The first few years of our relationship it seemed like I could kinda do no wrong. I recall a specific talk we had where he said, "You know, in all my past relationships I was often upset with them for things they did or how they 
treated me and I don't get upset with you like that." Well, that was then....now I annoy the hell out of him. When he's playing clean-up from a fight
all is fine, but our regular days are tough. It's almost like he has no filter or doesn't understand how his words stop me in my tracks and make it really hard
to want to be near him. He drops many little bombs all through out the day and 5 minutes later he's trying to hug me, kiss me, poke my side or joke about
everything. Sometimes I get eye rolls when I ask for help with the kids, which seem to come out of nowhere. I get huge 
exhales if I want to bathe on the weekend while the kids are awake. I get complaints about not cleaning the floor or doing the dishes. Though I actually
trully feel like he loves me and would be devastated if we did divorce, it doesn't feel like he even likes me like a good friend. He doesn't get 
engaged in many of the conversations that I start, even
if they are important in nature. However, when he talks I ask questions to show interest and he talks over my questions. Why? Because he's talking. 
Now I realize he may seem different than he truly is to strangers reading this. He's not an abusive, demeaning guy, but it is more like being 
in an immature marriage with an annoying brother. It gets lonely. If he's not mad at me he's making jokes....constantly. 

In between all of this frustration has been the wonderful world of porn. Ugh. I use to be a big fan of porn. When I was single I watched plenty on my 
own and in relationshiops I've been one to want to watch some here and there. I now have grown to (sorta) hate it. Back in the day when I wanted more
sex than my husband, I found out that he was viewing lots of online porn when I went to bed.
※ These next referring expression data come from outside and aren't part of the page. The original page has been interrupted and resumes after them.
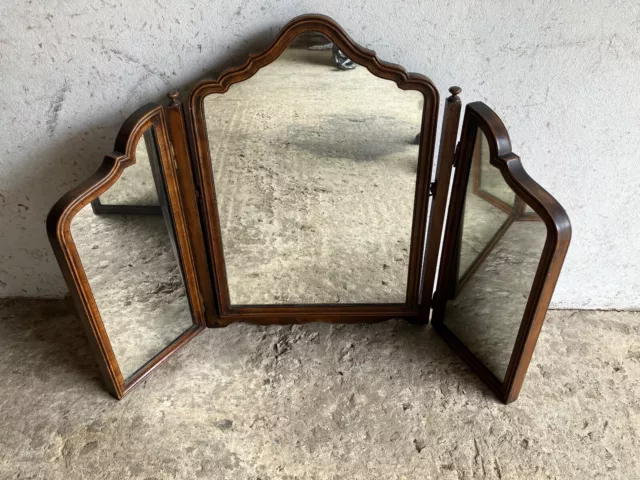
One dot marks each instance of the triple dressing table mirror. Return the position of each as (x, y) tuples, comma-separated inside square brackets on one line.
[(302, 187)]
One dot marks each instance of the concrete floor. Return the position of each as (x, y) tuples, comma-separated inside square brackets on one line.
[(383, 401)]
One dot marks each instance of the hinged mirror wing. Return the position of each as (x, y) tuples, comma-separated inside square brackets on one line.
[(504, 244), (314, 161), (129, 268)]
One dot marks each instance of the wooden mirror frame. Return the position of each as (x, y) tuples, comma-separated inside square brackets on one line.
[(59, 232), (479, 116), (302, 313)]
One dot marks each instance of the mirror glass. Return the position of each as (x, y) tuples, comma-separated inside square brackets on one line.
[(131, 264), (487, 309), (315, 162), (488, 181), (135, 186), (482, 220)]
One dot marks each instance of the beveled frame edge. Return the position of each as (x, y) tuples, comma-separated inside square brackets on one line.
[(100, 208), (265, 314), (59, 232), (480, 116)]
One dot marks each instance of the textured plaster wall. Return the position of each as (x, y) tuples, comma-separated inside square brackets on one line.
[(564, 76)]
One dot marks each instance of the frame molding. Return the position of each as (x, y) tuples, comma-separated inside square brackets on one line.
[(59, 232), (287, 314), (480, 116)]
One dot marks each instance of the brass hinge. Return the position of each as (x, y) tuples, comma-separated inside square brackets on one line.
[(204, 309)]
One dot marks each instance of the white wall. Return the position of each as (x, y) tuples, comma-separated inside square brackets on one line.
[(564, 77)]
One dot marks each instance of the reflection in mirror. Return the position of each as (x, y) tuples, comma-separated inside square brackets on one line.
[(483, 221), (315, 163), (488, 182), (489, 306), (135, 187), (134, 273)]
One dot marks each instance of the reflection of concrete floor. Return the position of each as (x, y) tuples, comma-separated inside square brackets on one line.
[(487, 312), (330, 402), (482, 221), (136, 282), (315, 177)]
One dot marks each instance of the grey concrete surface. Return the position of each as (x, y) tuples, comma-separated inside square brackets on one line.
[(315, 172), (319, 402)]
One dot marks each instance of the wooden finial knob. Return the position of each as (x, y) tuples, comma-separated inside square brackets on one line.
[(175, 98), (454, 98)]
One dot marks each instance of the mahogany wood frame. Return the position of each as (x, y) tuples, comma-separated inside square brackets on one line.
[(59, 231), (478, 116), (344, 313), (183, 150)]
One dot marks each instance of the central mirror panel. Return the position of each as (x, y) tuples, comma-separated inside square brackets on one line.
[(499, 257), (314, 161)]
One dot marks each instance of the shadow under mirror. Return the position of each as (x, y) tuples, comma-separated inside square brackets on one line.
[(501, 253), (131, 264), (135, 191), (315, 162)]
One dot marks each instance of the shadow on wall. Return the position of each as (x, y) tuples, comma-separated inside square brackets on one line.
[(27, 264)]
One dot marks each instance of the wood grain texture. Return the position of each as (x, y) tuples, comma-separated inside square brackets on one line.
[(59, 232), (208, 205), (479, 116)]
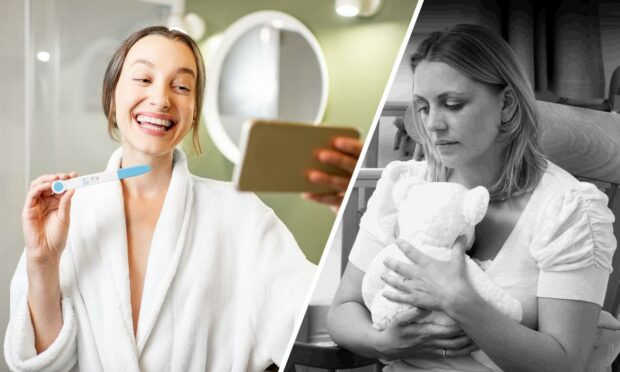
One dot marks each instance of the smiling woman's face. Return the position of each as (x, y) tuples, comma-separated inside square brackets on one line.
[(154, 98), (461, 116)]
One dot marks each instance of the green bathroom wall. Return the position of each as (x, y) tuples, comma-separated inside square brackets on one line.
[(360, 54)]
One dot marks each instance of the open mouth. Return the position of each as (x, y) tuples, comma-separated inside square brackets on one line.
[(154, 124)]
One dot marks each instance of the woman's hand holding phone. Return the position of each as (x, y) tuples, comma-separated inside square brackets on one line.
[(344, 155)]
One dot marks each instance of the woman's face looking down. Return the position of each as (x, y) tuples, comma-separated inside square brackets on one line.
[(154, 98), (461, 116)]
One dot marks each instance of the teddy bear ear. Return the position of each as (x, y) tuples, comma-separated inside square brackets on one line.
[(402, 187), (475, 204)]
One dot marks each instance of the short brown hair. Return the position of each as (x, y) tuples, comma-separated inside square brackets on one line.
[(113, 72)]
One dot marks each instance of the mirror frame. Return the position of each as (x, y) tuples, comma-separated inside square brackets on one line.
[(214, 67)]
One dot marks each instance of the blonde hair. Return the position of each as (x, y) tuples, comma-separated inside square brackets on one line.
[(115, 66), (486, 58)]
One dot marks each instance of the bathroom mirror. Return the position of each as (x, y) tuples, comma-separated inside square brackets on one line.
[(267, 65)]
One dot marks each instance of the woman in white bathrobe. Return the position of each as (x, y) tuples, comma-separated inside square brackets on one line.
[(162, 272)]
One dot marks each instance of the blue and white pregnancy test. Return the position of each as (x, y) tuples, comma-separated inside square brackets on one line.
[(59, 187)]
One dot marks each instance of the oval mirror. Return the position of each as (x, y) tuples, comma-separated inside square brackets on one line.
[(268, 65)]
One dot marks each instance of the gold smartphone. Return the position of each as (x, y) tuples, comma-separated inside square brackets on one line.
[(276, 155)]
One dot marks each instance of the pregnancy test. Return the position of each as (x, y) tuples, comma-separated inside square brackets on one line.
[(59, 187)]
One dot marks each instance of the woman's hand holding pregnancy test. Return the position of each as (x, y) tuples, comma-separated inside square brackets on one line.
[(45, 221), (61, 186)]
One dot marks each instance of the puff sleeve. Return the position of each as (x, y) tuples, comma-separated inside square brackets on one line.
[(378, 226), (573, 245)]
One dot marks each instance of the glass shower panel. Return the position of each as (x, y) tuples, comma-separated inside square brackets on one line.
[(70, 44)]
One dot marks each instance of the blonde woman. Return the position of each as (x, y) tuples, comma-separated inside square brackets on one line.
[(546, 239)]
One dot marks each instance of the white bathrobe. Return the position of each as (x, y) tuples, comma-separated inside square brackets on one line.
[(224, 285)]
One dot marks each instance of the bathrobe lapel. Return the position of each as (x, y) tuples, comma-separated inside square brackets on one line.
[(169, 240), (102, 227), (105, 288)]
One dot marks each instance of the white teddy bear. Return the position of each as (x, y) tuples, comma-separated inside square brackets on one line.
[(431, 216)]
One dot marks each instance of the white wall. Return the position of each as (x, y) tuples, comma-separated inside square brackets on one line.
[(12, 150)]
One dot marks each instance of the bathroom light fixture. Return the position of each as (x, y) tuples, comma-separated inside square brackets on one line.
[(352, 8), (43, 56)]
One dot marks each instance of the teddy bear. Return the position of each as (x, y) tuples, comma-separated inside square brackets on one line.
[(431, 216)]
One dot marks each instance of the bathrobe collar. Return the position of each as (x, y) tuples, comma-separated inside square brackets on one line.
[(166, 246)]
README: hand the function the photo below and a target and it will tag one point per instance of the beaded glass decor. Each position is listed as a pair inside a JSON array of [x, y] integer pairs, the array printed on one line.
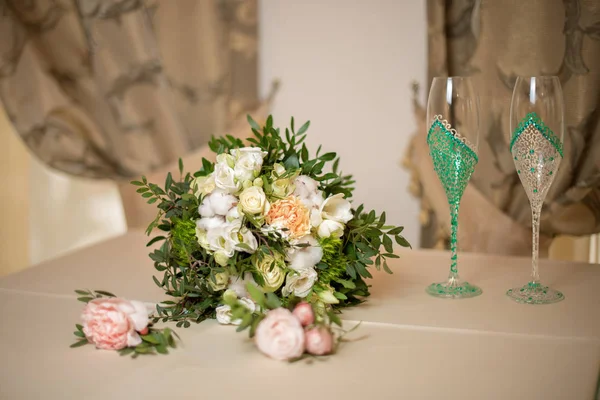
[[454, 159]]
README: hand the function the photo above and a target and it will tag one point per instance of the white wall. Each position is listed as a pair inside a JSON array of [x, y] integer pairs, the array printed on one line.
[[347, 65]]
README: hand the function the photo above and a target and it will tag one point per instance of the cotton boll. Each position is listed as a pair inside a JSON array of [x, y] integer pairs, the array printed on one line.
[[207, 224]]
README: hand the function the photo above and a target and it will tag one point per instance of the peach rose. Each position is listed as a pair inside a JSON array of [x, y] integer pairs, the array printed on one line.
[[290, 214], [303, 311], [319, 341], [280, 335], [114, 323]]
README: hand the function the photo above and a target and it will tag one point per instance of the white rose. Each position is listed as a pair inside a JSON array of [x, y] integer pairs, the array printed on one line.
[[216, 203], [305, 257], [300, 282], [248, 162], [225, 179], [336, 208], [307, 190], [329, 228], [207, 224], [220, 242], [327, 297], [204, 185], [238, 284], [282, 187], [280, 335], [248, 303], [220, 282], [202, 238], [254, 201], [224, 314]]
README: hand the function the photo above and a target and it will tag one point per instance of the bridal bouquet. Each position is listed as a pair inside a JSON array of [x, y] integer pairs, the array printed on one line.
[[267, 239]]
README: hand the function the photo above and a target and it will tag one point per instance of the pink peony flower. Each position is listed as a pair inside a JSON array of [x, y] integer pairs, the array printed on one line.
[[303, 311], [114, 323], [280, 335], [319, 341]]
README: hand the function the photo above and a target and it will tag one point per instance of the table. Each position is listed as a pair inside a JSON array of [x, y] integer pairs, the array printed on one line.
[[411, 345]]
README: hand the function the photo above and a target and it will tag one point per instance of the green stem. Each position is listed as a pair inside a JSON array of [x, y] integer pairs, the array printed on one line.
[[454, 241]]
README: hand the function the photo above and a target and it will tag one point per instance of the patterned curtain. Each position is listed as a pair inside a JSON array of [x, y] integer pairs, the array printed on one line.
[[117, 88], [494, 42]]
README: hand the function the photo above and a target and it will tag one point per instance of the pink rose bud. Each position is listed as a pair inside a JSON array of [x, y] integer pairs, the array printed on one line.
[[304, 313], [114, 323], [319, 341]]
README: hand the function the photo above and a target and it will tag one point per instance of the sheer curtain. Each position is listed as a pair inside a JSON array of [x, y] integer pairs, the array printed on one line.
[[112, 89]]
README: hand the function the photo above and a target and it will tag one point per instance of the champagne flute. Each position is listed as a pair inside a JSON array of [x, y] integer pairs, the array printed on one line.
[[453, 117], [536, 144]]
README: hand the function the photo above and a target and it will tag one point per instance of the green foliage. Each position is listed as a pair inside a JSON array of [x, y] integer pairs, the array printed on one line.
[[187, 269], [183, 239]]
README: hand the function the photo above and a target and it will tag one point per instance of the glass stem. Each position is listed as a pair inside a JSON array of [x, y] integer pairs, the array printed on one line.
[[536, 211], [453, 276]]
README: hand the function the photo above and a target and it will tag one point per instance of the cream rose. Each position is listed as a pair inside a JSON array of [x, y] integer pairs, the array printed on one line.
[[114, 323], [337, 209], [300, 282], [290, 217], [280, 335], [254, 201], [248, 162], [273, 275]]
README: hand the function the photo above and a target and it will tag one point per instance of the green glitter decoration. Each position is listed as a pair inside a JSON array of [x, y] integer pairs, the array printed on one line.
[[454, 162], [536, 121]]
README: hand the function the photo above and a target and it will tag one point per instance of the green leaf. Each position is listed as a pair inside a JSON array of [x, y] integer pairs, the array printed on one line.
[[150, 339], [168, 182], [85, 299], [252, 123], [388, 244], [328, 156], [396, 231], [154, 240], [303, 128], [79, 343], [105, 293]]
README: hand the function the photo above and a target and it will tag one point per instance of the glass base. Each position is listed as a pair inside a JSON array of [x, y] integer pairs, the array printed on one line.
[[535, 293], [453, 290]]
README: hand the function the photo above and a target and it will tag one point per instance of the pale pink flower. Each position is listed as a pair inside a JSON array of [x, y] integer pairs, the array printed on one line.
[[114, 323], [319, 341], [280, 335], [303, 311]]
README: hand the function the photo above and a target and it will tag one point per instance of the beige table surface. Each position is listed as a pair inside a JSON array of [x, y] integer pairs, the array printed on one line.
[[413, 346]]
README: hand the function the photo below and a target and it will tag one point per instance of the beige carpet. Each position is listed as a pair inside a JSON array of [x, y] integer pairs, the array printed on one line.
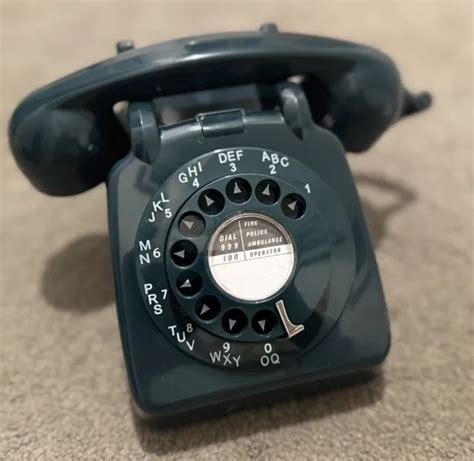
[[63, 389]]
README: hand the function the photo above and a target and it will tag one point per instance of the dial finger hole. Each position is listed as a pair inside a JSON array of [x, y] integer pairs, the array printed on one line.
[[183, 253]]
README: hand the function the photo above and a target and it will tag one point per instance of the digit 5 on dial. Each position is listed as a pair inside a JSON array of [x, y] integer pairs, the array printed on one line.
[[243, 266]]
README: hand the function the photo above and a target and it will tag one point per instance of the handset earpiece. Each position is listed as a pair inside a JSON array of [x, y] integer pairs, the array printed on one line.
[[65, 137]]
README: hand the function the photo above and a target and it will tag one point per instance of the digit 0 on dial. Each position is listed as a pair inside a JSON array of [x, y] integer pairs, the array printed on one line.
[[247, 258]]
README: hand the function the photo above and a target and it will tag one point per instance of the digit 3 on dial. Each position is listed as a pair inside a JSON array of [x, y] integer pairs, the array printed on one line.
[[247, 259]]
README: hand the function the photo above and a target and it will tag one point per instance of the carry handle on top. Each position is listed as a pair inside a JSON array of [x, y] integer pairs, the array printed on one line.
[[65, 136]]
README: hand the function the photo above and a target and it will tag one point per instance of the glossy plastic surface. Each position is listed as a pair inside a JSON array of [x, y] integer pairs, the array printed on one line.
[[65, 136], [165, 381]]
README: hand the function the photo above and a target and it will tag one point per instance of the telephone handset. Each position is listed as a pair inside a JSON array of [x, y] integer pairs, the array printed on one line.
[[242, 262]]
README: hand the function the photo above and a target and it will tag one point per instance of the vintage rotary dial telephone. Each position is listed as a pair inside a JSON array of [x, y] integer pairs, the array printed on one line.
[[243, 267]]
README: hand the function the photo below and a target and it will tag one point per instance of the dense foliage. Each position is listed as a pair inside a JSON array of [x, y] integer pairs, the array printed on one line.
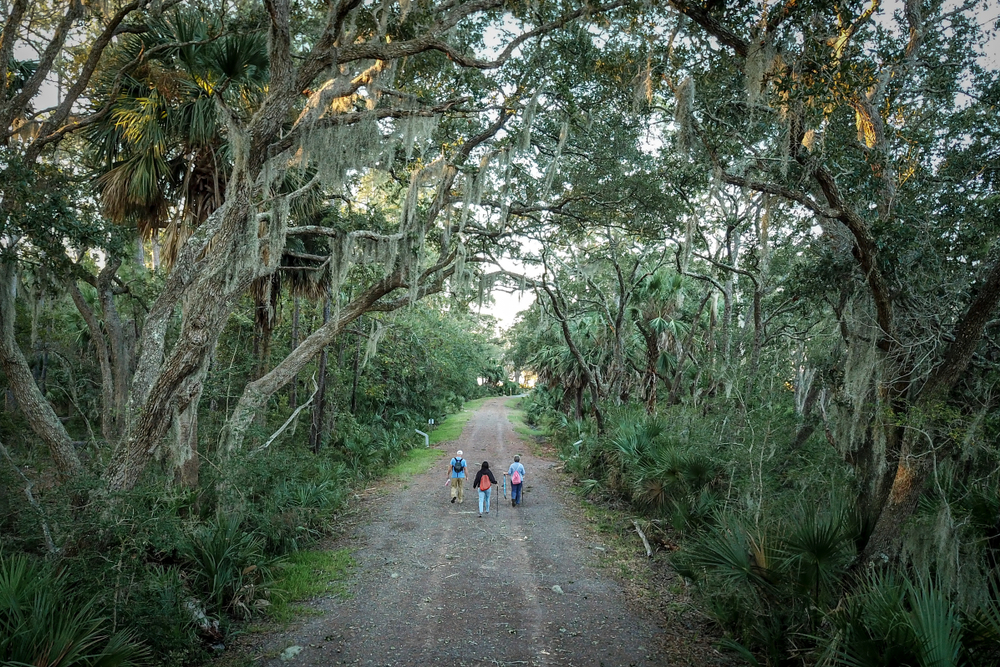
[[241, 245]]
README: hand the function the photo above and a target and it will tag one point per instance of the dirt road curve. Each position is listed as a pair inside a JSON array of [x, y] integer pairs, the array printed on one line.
[[436, 585]]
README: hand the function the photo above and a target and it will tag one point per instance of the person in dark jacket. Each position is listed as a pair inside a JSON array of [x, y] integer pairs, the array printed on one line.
[[479, 483]]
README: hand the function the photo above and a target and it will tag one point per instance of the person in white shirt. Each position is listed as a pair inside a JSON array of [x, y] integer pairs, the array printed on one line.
[[457, 476], [516, 472]]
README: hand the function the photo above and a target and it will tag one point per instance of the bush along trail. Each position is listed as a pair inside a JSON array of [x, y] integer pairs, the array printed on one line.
[[435, 584]]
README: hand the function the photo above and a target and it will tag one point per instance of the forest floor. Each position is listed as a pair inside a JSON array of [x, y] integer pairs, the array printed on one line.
[[534, 585]]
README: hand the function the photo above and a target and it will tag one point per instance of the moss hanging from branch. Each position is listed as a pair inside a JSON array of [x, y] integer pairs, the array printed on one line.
[[684, 116]]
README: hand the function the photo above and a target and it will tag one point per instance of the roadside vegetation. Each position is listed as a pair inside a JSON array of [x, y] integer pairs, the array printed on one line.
[[243, 246]]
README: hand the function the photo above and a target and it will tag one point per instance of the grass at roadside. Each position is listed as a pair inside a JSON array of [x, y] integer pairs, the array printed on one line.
[[309, 574], [419, 459], [527, 432], [453, 425]]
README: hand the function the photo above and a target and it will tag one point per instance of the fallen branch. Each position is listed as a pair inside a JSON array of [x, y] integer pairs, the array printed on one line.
[[291, 418], [645, 542], [49, 544]]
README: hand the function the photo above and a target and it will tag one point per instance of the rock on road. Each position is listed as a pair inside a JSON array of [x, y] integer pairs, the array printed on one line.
[[436, 585]]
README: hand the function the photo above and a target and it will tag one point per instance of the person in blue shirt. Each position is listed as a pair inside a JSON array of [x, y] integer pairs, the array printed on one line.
[[457, 475], [515, 486]]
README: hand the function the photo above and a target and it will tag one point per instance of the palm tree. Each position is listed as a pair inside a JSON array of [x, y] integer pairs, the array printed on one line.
[[160, 154]]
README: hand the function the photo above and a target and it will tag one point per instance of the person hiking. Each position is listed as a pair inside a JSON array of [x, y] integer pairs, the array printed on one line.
[[484, 484], [516, 473], [457, 476]]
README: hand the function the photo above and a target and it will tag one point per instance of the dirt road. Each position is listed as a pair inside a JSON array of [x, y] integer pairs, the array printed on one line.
[[437, 585]]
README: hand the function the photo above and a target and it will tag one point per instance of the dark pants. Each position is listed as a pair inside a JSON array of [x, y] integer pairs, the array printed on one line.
[[515, 493]]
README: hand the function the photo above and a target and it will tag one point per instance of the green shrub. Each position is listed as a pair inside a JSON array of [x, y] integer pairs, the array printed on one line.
[[228, 569], [41, 623]]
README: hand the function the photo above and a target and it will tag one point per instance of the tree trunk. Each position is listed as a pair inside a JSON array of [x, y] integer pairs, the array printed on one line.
[[36, 409], [256, 393], [685, 349], [316, 427], [356, 376], [295, 343]]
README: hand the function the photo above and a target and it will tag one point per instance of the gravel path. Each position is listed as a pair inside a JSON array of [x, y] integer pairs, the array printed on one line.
[[436, 585]]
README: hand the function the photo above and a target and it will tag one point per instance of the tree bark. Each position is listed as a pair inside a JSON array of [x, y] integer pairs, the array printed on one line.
[[913, 467], [256, 393], [685, 349], [318, 410], [37, 411]]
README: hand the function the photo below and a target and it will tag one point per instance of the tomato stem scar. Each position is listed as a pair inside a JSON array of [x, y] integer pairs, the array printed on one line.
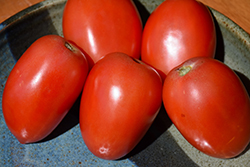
[[184, 70], [69, 46]]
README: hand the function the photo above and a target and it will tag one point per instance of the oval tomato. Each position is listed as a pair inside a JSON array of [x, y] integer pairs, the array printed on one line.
[[209, 105], [120, 100], [100, 27], [42, 87], [176, 31]]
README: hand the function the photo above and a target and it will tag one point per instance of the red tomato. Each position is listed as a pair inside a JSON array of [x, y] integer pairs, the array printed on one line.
[[209, 105], [176, 31], [100, 27], [120, 100], [42, 87]]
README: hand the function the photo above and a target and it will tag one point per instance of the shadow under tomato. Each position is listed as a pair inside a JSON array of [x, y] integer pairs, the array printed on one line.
[[69, 121], [246, 82], [23, 31], [220, 47], [161, 123], [144, 13], [158, 147]]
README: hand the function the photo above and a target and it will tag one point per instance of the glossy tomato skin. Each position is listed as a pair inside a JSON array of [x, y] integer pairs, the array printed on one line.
[[100, 27], [120, 100], [210, 106], [42, 87], [176, 31]]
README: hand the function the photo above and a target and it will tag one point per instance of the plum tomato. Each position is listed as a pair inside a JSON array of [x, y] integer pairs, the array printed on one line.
[[42, 87], [209, 105], [100, 27], [176, 31], [120, 100]]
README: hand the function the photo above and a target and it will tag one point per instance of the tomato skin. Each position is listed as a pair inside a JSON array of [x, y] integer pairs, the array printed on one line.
[[42, 87], [100, 27], [210, 106], [120, 100], [176, 31]]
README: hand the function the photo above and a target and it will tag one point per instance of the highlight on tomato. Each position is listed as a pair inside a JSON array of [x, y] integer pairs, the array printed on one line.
[[100, 27], [209, 105], [176, 31], [42, 87], [120, 100]]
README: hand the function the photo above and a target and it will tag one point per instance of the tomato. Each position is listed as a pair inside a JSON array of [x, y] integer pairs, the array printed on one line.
[[176, 31], [100, 27], [209, 105], [42, 87], [120, 100]]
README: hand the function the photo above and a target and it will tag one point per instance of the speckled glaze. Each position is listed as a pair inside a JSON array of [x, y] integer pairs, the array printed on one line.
[[162, 145]]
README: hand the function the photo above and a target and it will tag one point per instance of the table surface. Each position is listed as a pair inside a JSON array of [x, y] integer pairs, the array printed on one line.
[[236, 10]]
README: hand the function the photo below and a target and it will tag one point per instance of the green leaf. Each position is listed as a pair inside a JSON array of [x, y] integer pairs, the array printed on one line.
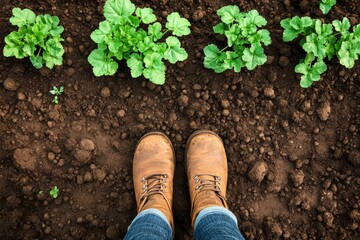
[[326, 5], [100, 34], [315, 45], [102, 64], [178, 25], [56, 31], [135, 63], [214, 59], [301, 68], [54, 48], [29, 49], [256, 18], [289, 32], [220, 28], [146, 15], [115, 9], [154, 68], [254, 56], [51, 61], [14, 46], [306, 81], [156, 76], [37, 62], [342, 27], [154, 31], [295, 26], [175, 52], [22, 17], [228, 14], [264, 36], [54, 192], [319, 68], [238, 64]]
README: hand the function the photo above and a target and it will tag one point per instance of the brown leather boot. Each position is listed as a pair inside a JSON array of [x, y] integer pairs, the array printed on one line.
[[153, 174], [206, 166]]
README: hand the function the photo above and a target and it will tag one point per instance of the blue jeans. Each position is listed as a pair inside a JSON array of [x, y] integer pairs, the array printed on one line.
[[213, 223]]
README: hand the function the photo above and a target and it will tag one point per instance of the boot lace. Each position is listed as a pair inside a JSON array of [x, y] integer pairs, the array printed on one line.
[[205, 182], [153, 184]]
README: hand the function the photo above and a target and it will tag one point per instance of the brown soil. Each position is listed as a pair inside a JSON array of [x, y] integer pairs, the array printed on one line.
[[293, 153]]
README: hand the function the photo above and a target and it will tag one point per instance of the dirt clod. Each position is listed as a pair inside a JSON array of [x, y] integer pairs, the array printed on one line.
[[105, 92], [84, 151], [298, 178], [354, 157], [269, 92], [25, 158], [284, 61], [198, 15], [324, 111], [258, 171], [11, 84], [183, 100]]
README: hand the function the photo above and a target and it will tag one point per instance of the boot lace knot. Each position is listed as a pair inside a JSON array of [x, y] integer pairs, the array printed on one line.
[[153, 184], [205, 182]]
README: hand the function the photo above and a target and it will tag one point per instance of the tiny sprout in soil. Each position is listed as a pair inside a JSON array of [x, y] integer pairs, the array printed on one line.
[[57, 92], [54, 193]]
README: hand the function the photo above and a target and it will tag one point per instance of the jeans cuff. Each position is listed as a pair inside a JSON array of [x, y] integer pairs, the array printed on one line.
[[213, 210], [152, 211]]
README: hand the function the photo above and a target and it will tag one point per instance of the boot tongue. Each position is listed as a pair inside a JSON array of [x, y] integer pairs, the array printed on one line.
[[207, 198]]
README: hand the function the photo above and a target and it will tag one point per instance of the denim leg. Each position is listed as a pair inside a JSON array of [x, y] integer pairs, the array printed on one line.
[[150, 224], [216, 223]]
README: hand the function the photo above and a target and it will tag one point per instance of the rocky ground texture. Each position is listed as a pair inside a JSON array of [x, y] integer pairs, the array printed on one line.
[[293, 153]]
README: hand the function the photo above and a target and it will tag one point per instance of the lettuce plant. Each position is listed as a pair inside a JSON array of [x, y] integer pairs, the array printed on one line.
[[122, 36], [244, 41], [326, 5], [38, 37], [320, 41]]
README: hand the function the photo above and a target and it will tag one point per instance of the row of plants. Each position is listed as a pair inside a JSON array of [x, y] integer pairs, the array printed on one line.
[[133, 34]]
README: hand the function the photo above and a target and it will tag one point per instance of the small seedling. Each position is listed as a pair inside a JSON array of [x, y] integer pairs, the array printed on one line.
[[121, 36], [57, 92], [38, 37], [319, 41], [54, 193], [244, 41], [326, 5]]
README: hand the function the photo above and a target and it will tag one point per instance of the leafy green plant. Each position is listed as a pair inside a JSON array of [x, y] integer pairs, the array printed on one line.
[[319, 41], [54, 192], [122, 36], [244, 41], [326, 5], [56, 92], [38, 37]]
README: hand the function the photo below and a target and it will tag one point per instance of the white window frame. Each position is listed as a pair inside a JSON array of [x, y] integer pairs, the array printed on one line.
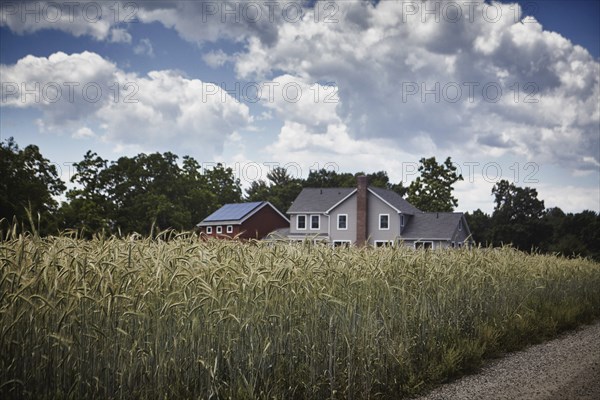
[[423, 246], [384, 229], [341, 243], [318, 222], [298, 220], [342, 229]]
Man, that hurt so bad! Porn seems like an ok thing but when
it means that you are not connecting with your significant other? Come on...give your wife some lovin. I eventually found out that he was watching cam girls. I don't believe
he ever paid (you can see many live and free) but that was crossing the line to me in a huge way and I told him this. I let him know that I was really, really 
not ok with this. He said it wouldn't happen again but he didn't understand how sharing fantasies with a live girl and seeing her naked (etc) was not ok with me. So he stopped and all 
was good and then time went by and he was caught again and this has repeated. You know, it didn't really stop. Last December was the worst. I came home 
early from vacation and he was at work. I found many pics of women that were of sexual nature and obviously amature (cam girls). I also found a picture of his penis that he 
was sending to these girls.
I went to sign into my aol e-mail account and their was a sexual log-in name there. Mind you, my husband, supposedly, doesn't even have an aol account.
I did a search online of that e-mail and his picture showed up, though it was clear it was his since only he and I use the computer.When my husband came home
he denied everything. EVERYTHING. The penis picture wasn't even a recent pic, according to him, and even after I showed him that the date was on the pic
he STILL denied it! It took many hours (like always) for him to sorta admit to half of it. I do not think
that my husband technically cheated on me and I don't believe he was trying to, but some kind of serious, sexual play was going on. 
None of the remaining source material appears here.